THAPBI PICT is a tool designed to assess species content of metabarcode amplicons sequenced using an overlapping paired-end Illumina protocol. The input data is paired FASTQ files (one pair for each sample), from which unique sequences and their abundance are reported alongside one or more matching species or genus names.
In this illustrative flow chart of the default pipeline, the input paired FASTQ files are green, the intermediate per-sample FASTA and TSV files are yellow, and the output reports are in orange. The individual steps of the pipeline are dark blue boxes, and the ITS1 or other marker database is a pale blue cylinder.
The first stage of the pipeline goes from a set of paired FASTQ files to a set of non-redundant primer trimmed FASTA files. This currently runs as follows:
- Quality trim and remove any TruSeq adapters, using Trimmomatic (Bolger et al. 2014).
- Merge overlappping reads into single sequences, using Flash (Magoc and Salzberg 2011).
- Filter for primers and trim to target region, using Cutadapt (Martin 2011).
- Apply a minimum abundance threshold (guided by any negative controls).
The second stage of the pipeline offers a choice of classifier algorithms:
- 100% identity (
identity). Requires the primer trimmed read sequence match a database entry exactly. The database entries must be trimmed too.
- Up to one base pair away (
onebp, the default). Like the identity classifier, but allows a single base pair edit (a substitution, deletion, or insertion).
- Up to one base pair away for a species level match (like the default
onebpmethod), but falling back on up to 3bp away for a genus level match (
- Perfect substring (
substr). Like the identity classifier, but also allows for the query sequence to be a perfect substring of a database entry. Useful if the database entries have not all been trimmed exactly.

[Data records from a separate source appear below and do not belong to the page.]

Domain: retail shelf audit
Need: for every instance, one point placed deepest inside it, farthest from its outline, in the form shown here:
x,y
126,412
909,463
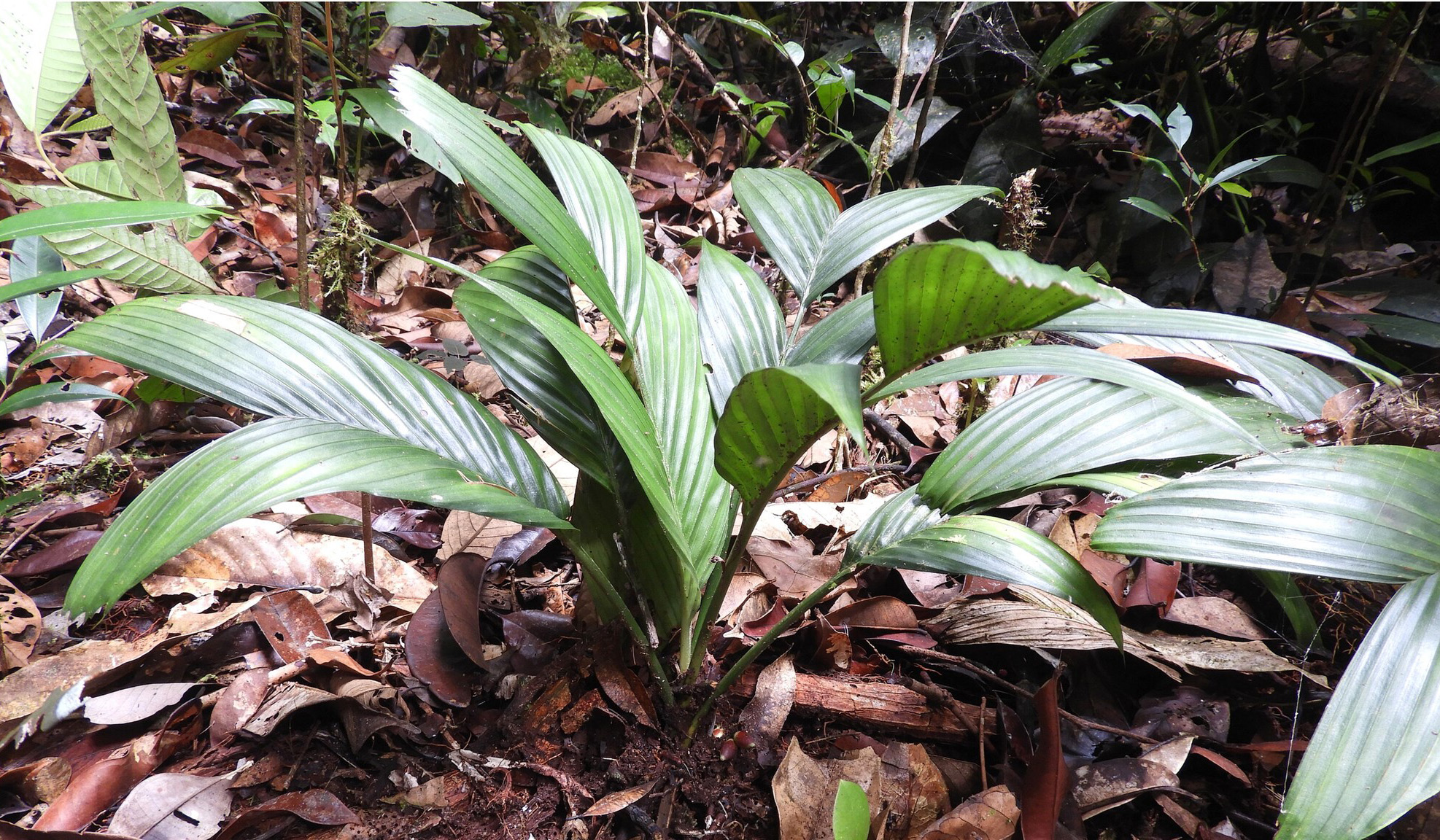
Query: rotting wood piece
x,y
880,705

- Top BLAST hit within database (
blast). This classifier calls NCBI BLAST with a local database built of the database sequences, and takes the species of the top BLAST hit(s) subject to some minimum alignment quality to try to exclude misleading matches.
- Clustering using Swarm v2 (
swarm). This classifier aimed to reproduce the methodology of
metapyused in Riddell et al. (2019). For each sample, the reads are clustered with the database entries, and each cluster is assigned the species of any database entries in the cluster.
- Swarm v2 clustering with identity override (
swarmid). As above, but if a sequence perfectly matches a database entry that taxonomy is used (ignoring any additional species which it might be clustered with).
These have different strengths and weaknesses, which depend in part on the
completeness of the database for the target environment. The
onebp classifiers are very strict, and with a sparse
database could leave a lot a lot of sequences with no prediction. On the other
swarmid classifiers are more fuzzy and
will make classifications on much looser criteria - but with a sparse database
those matches could be false positives.
In assessing the classification performance, it is the combination of both classification method (algorithm) and marker database which which matters.
The classifier output is at unique sequence level, reporting zero or more species matches (or genus matches if sequences in the database are recorded at genus leve only).
For example, an ITS1 sequence from a known Phytophthora infestans single isolate control can in addition to this expected result also perfectly match sister species P. andina and P. ipomoeae. Here the classifier would report all three species (sorted alphabetically), giving:
Phytophthora andina;Phytophthora infestans;Phytophthora ipomoeae
If additionally the query sequence matched genus level only Phytophthora entries in the database, that would be redundant information, and not reported in this example.
Niether in this raw classification output, nor the provided reports, does THAPBI PICT currently attempt any simiplification like last reporting the common ancestor of a complex result. For the initial use case focused on Phytophthora, this is simply not needed.
There are currently three main reports produced (in multiple formats including formatted Excel spreadsheets).
- Sample report. Provides both a high level human readable sample report in text (including any sample metadata) and a tabular report. This has the samples as rows, and genus and species as columns, with combined sequence counts as values. Includes totals and unclassified counts as additional rows. Can include sample metadata as additional columns.
- Read report. Table of unique sequences as rows, and samples as columns, with read counts (sequence abundance) as values. Includes any species classification and the sequences themselves as additional columns. Can include sample metadata as additional rows.
- Edit graph. Represents all the unique sequences in the sample (plus optionally all those in the reference database) as nodes with edges between them for edit distance (solid black lines for 1bp, dashed grey for 2bp, and dotted grey for 3bp away). Any sequences also in the database are colored.
These are discussed and excerpts shown in the worked examples later in the documentation.